Change Point Generator¶
This module contains the class for generating synthetic data with different types of change points.
Change Point Generator Class¶
- class source.generator.change_point_generator.ChangePointGenerator(num_segments=3, segment_length=500, change_point_type='sudden_shift', seed=42)¶
Bases:
objectA class to generate time series data with different types of change points.
- Parameters:
num_segments (int) – Number of segments in the time series data.
segment_length (int) – Length of each segment.

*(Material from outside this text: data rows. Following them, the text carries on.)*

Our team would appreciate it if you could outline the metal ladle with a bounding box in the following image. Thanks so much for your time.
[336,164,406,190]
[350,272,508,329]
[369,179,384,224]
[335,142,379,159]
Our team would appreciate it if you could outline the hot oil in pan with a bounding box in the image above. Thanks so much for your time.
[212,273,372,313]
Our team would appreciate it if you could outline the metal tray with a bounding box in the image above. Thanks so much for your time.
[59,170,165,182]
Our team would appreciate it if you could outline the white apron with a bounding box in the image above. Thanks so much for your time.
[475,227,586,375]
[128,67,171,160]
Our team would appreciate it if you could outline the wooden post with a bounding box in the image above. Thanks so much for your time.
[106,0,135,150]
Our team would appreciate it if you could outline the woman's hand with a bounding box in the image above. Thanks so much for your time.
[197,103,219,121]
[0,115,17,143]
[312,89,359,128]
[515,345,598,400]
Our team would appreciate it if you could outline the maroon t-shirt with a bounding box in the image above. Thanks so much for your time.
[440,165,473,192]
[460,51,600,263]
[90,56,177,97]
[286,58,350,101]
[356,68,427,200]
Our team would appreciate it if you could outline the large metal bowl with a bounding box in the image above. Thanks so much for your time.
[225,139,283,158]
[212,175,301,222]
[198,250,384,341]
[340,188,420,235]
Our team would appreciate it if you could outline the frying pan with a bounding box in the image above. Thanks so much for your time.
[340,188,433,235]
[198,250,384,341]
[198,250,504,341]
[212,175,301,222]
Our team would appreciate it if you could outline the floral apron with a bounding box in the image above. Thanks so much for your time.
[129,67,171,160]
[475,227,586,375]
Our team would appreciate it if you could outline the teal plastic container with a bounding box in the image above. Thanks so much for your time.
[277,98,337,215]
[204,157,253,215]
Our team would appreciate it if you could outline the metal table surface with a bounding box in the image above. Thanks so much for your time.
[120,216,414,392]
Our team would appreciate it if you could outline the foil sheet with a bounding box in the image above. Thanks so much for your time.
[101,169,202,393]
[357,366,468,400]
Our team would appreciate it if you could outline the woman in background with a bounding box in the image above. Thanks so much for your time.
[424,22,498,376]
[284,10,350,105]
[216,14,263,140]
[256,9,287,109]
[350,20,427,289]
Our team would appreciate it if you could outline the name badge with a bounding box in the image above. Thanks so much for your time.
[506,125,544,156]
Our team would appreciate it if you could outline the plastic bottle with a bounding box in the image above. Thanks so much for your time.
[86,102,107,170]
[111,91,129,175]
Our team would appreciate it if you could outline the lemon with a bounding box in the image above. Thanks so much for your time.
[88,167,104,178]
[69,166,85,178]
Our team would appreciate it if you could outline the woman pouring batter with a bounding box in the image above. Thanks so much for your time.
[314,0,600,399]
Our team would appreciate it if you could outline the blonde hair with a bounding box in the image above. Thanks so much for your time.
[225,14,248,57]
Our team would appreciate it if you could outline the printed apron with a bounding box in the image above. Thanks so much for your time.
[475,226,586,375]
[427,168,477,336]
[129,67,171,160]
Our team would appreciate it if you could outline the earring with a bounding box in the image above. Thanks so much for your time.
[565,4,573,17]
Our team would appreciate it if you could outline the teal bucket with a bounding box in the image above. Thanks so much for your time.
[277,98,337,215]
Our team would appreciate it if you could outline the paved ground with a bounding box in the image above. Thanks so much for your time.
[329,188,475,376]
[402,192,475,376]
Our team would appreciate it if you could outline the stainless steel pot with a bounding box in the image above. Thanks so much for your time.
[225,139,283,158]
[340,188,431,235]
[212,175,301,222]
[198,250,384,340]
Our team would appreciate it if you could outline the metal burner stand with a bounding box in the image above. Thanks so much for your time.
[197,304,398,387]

change_point_type (str) – Type of change point to introduce (‘sudden_shift’, ‘gradual_drift’, ‘periodic_change’).
seed (int) – Random seed for reproducibility.
Initializes the ChangePointGenerator with the specified parameters.
- Parameters:
num_segments (int) – Number of segments in the time series data.
segment_length (int) – Length of each segment.
change_point_type (str) – Type of change point to introduce (‘sudden_shift’, ‘gradual_drift’, ‘periodic_change’).
seed (int) – Random seed for reproducibility.
- __init__(num_segments=3, segment_length=500, change_point_type='sudden_shift', seed=42)¶
Initializes the ChangePointGenerator with the specified parameters.
- Parameters:
num_segments (int) – Number of segments in the time series data.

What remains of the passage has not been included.